Воля государя, как известно, закон, и Екатерина с дочерью, оставив супруга одного воевать с собственными вассалами, приезжает в Россию, в Москву, в Измайлово, где ее с нетерпением ждет царица Прасковья, посылая навстречу нарочных с записочками: «Долго вы не будете? Пришлите ведомость, где вы теперь? Еще тошно: ждем да не дождемся!» И когда 14 октября 1722 года голштинский герцог Карл Фридрих посетил Измайлово, то он увидел там довольную царицу Прасковью в кресле-каталке: «Она держала на коленях маленькую дочь герцогини Мекленбургской – очень веселенького ребенка лет четырех».
Уже из этого рассказа видно, что роль, которую играла вдовствующая царица Прасковья Федоровна при императорском дворе, была самой жалкой. Ни о каком царском достоинстве вдовствующей царицы даже речи не шло. Прасковья напоминала тех убогих вдов, старух-приживалок, которых бывало немало в домах богатых помещиков: их место – на дальнем конце барского стола, среди малопочтенной толпы таких же, как и она, полушутов и шутих, приживалок, компаньонок различного вида и рода. Если устраивал царь шутовской маскарад, то и царица выряжалась в «зазорный» для ее высокого статуса и почтенного возраста наряд фрисландской крестьянки и участвовала в шутовских шествиях и многодневных попойках, большим любителем которых был, как известно, великий преобразователь России. Но все-таки она больше жалась к жене Петра Екатерине Алексеевне. Вот ее-то, вчерашнюю портомою-простолюдинку, особенно старательно обхаживала старая царица из знатного рода. Она писала ей ласковые до приторности письма, спешила напомнить о себе приветами и подарками – ведь через «государыню матушку-невестушку» Екатерину был самый короткий путь к Петру и милостям его. Ублажала Прасковья униженными просьбишками и любовника императрицы – обер-камергера Виллима Монса. Да и денщикам Петра находился подарок у старой царицы – тоже ведь люди нужные…
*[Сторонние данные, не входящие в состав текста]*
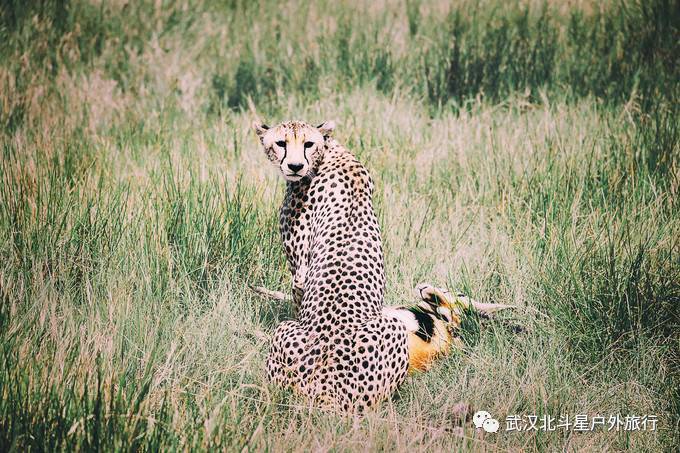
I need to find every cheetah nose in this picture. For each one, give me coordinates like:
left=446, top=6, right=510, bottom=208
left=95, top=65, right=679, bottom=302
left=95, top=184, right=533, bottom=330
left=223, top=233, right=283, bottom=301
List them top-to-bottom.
left=288, top=164, right=304, bottom=173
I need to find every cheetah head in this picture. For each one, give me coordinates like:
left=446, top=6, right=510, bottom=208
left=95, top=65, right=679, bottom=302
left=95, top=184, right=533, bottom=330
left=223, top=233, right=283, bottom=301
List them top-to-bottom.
left=253, top=121, right=335, bottom=181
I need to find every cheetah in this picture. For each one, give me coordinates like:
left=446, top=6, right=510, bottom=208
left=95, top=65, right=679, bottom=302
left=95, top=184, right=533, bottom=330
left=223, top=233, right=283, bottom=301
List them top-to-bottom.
left=253, top=121, right=512, bottom=412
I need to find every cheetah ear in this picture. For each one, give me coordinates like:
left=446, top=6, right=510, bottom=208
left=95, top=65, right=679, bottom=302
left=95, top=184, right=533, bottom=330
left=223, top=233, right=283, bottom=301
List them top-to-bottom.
left=253, top=121, right=269, bottom=141
left=316, top=121, right=335, bottom=137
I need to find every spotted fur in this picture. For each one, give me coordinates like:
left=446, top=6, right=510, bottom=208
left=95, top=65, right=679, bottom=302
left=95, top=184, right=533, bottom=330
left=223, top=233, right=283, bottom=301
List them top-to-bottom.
left=252, top=121, right=508, bottom=411
left=255, top=121, right=408, bottom=411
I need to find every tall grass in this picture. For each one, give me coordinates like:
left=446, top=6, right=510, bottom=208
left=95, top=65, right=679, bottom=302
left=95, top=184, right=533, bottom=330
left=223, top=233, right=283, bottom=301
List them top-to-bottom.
left=0, top=0, right=680, bottom=451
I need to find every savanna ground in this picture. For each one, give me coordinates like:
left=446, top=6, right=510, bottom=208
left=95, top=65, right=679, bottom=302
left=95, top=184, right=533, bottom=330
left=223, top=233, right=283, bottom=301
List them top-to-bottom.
left=0, top=0, right=680, bottom=451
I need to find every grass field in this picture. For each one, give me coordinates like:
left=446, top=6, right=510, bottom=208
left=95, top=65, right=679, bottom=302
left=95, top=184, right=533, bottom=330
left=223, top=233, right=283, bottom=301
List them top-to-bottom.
left=0, top=0, right=680, bottom=451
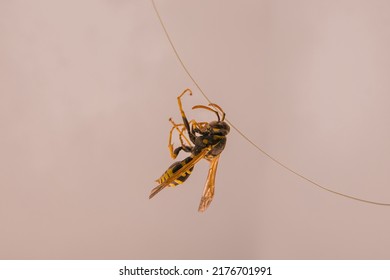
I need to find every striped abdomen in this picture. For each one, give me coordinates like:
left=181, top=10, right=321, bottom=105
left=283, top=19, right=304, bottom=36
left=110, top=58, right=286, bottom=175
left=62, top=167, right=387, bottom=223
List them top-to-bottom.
left=156, top=155, right=194, bottom=187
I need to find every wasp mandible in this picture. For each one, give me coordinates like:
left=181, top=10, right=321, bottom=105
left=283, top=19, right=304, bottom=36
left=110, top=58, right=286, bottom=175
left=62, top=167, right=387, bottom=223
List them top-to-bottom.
left=149, top=89, right=230, bottom=212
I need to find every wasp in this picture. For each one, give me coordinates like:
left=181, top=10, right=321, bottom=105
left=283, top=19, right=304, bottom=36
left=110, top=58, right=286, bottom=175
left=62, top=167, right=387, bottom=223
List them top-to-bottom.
left=149, top=89, right=230, bottom=212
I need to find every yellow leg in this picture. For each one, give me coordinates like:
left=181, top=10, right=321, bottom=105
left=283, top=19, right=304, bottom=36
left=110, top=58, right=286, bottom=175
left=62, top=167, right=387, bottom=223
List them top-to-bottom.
left=177, top=88, right=192, bottom=118
left=168, top=118, right=192, bottom=159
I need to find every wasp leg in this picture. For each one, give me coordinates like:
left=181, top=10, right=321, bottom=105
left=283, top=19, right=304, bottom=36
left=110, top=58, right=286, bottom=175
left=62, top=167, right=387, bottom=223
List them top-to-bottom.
left=177, top=88, right=196, bottom=144
left=168, top=118, right=192, bottom=159
left=190, top=120, right=209, bottom=135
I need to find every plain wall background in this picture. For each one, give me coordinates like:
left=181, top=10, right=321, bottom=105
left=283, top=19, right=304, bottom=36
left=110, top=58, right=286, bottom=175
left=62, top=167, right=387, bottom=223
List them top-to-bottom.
left=0, top=0, right=390, bottom=259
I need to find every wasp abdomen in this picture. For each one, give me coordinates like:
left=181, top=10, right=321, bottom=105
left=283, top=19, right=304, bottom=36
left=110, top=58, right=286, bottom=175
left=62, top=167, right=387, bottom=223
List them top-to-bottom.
left=156, top=156, right=194, bottom=187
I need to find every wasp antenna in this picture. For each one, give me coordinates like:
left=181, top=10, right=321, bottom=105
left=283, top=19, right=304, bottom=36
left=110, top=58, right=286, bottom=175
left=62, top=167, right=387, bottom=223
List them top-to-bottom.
left=209, top=103, right=226, bottom=121
left=192, top=105, right=221, bottom=121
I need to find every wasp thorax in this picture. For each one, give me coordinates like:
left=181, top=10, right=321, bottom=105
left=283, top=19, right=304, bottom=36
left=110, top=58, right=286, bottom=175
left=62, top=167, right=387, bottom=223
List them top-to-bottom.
left=209, top=121, right=230, bottom=135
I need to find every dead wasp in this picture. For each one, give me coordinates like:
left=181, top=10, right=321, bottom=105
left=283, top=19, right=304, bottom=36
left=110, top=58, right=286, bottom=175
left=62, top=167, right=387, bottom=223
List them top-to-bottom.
left=149, top=89, right=230, bottom=212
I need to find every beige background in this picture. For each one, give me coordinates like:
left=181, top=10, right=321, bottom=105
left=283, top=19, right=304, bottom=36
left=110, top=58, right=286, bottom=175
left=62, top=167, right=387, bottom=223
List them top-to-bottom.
left=0, top=0, right=390, bottom=259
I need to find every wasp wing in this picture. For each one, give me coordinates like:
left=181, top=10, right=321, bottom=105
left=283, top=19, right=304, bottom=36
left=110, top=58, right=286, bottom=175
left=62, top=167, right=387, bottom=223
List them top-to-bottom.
left=149, top=147, right=211, bottom=199
left=198, top=155, right=219, bottom=212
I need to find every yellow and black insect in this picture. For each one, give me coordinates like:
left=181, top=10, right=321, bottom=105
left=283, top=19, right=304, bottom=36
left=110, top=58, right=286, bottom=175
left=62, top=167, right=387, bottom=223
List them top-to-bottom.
left=149, top=89, right=230, bottom=212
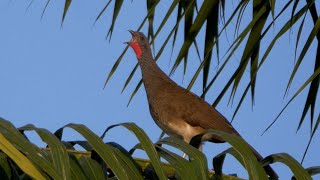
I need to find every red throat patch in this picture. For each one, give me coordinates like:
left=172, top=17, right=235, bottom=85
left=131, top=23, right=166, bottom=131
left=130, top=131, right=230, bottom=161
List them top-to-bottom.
left=128, top=42, right=142, bottom=58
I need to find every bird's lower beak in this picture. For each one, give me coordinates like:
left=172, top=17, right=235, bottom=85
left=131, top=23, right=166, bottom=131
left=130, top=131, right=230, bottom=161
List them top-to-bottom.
left=124, top=30, right=137, bottom=45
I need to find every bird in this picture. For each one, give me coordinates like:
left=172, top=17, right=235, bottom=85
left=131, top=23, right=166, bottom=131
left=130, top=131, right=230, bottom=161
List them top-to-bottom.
left=126, top=30, right=278, bottom=179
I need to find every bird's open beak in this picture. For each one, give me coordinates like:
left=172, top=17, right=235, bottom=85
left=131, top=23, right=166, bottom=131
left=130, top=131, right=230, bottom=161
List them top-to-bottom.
left=125, top=30, right=137, bottom=45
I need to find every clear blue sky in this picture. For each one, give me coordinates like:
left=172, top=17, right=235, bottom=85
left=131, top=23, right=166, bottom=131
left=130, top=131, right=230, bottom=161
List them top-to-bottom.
left=0, top=0, right=320, bottom=179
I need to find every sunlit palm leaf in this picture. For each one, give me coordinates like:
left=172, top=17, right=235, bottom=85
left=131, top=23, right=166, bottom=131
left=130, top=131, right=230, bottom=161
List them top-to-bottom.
left=61, top=0, right=71, bottom=26
left=106, top=0, right=123, bottom=41
left=170, top=0, right=218, bottom=74
left=298, top=0, right=320, bottom=132
left=202, top=2, right=220, bottom=99
left=0, top=118, right=61, bottom=179
left=101, top=123, right=165, bottom=179
left=19, top=125, right=71, bottom=179
left=190, top=130, right=267, bottom=179
left=0, top=133, right=45, bottom=179
left=261, top=153, right=311, bottom=180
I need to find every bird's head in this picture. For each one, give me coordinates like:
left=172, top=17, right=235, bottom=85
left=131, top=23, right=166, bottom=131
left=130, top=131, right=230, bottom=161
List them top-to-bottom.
left=127, top=30, right=150, bottom=58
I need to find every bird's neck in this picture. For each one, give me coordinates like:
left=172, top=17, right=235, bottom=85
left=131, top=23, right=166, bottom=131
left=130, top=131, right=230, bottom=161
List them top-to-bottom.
left=138, top=50, right=173, bottom=97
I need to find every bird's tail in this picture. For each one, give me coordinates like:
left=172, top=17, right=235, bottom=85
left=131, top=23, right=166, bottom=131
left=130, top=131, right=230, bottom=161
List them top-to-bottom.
left=248, top=144, right=279, bottom=179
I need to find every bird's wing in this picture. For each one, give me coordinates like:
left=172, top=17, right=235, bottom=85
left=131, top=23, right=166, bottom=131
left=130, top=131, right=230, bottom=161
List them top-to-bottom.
left=168, top=87, right=239, bottom=135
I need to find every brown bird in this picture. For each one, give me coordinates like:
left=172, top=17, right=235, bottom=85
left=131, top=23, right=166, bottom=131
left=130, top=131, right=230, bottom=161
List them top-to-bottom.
left=127, top=30, right=278, bottom=179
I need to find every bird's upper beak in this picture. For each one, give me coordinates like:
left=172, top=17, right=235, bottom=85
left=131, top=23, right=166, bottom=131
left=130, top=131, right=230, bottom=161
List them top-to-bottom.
left=125, top=30, right=137, bottom=45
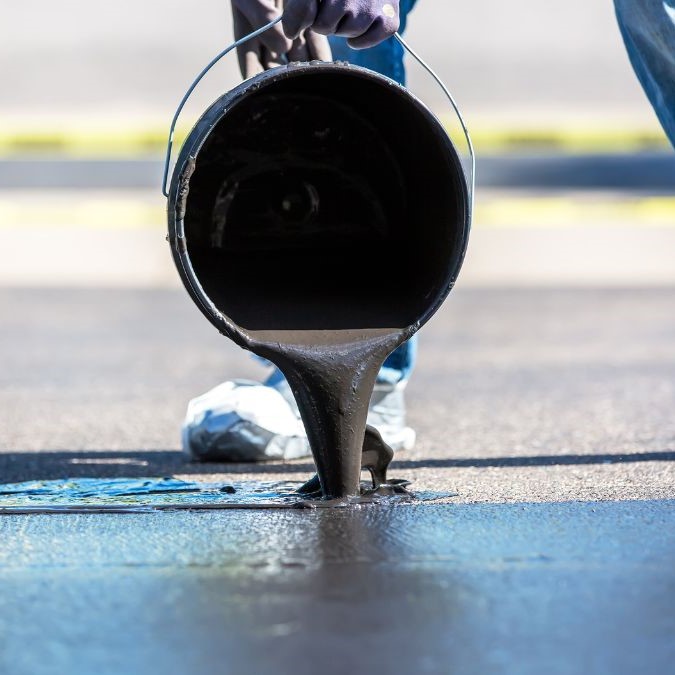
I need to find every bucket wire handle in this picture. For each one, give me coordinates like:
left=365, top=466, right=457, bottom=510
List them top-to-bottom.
left=162, top=16, right=476, bottom=211
left=162, top=16, right=281, bottom=197
left=394, top=33, right=476, bottom=213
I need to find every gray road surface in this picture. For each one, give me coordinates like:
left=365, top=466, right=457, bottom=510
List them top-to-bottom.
left=0, top=0, right=654, bottom=121
left=5, top=150, right=675, bottom=191
left=0, top=288, right=675, bottom=675
left=0, top=288, right=675, bottom=502
left=0, top=501, right=675, bottom=675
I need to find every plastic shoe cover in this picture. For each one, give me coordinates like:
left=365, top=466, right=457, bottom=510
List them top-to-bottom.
left=182, top=377, right=415, bottom=462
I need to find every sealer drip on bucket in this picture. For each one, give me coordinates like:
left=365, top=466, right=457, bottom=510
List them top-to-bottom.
left=168, top=25, right=471, bottom=498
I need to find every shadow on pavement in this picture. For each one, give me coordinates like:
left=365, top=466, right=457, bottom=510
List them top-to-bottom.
left=0, top=450, right=675, bottom=483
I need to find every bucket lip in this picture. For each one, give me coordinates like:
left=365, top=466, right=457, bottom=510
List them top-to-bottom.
left=167, top=61, right=472, bottom=348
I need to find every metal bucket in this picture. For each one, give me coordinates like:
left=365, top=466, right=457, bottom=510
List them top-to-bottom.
left=164, top=29, right=473, bottom=498
left=168, top=63, right=470, bottom=347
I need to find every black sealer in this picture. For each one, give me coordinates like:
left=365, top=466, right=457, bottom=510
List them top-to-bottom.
left=168, top=63, right=471, bottom=499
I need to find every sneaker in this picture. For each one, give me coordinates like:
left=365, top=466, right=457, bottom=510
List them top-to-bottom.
left=182, top=371, right=415, bottom=462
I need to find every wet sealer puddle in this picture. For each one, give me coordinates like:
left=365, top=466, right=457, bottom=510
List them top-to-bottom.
left=0, top=478, right=455, bottom=515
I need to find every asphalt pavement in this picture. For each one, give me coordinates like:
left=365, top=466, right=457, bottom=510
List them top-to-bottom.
left=0, top=286, right=675, bottom=675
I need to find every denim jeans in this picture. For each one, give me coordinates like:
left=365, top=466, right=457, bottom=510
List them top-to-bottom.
left=328, top=0, right=417, bottom=384
left=614, top=0, right=675, bottom=145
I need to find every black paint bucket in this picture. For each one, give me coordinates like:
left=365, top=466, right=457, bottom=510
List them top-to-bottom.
left=168, top=63, right=471, bottom=497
Когда же в барском доме вдова-приживалка была не надобна, она скрывалась в своем ветхом флигеле. Там, на отшибе, после всех унижений, она отдыхала, тешилась с многочисленными карлами, дурками, приживалками, вымещая скверное настроение и злобу уже на подневольных и зависимых от нее людях. Так царица Прасковья укрывалась в своем неуютном петербургском доме, если не удавалось вырваться в родное Измайлово. Среди челяди она могла отдохнуть, сбросить опостылевшую новоманирную одежду и всласть покуражиться над холопами и холопками. Между прочим, в ее окружении состоял полупомешанный подьячий и юродивый Тимофей Архипыч – автор бессмертного афоризма: «Нам, русским людям, хлеб не надобен, мы друг друга ядим и тем сыты бываем!» Кто может эту сентенцию опровергнуть? Хотя Прасковья, по старой традиции, была богомольна, но далеко не безгрешна – кровь ее еще не остыла. В 1703 году писавший портреты ее дочерей австрийский художник и путешественник де Бруин наметанным взглядом ловеласа отметил, что царица-то еще ничего себе: бела, дородна, с гибким станом, обходительна и приветлива к мужчинам. Один из них долгие годы пользовался ее особым расположением. Это был стольник Василий Юшков. Случайно на глаза посторонних попало зашифрованное примитивным кодом письмецо Прасковьи к Юшкову, начинавшееся словами: «Радость, мой свет!» Обычно так обращались друг к другу люди, связанные интимными отношениями.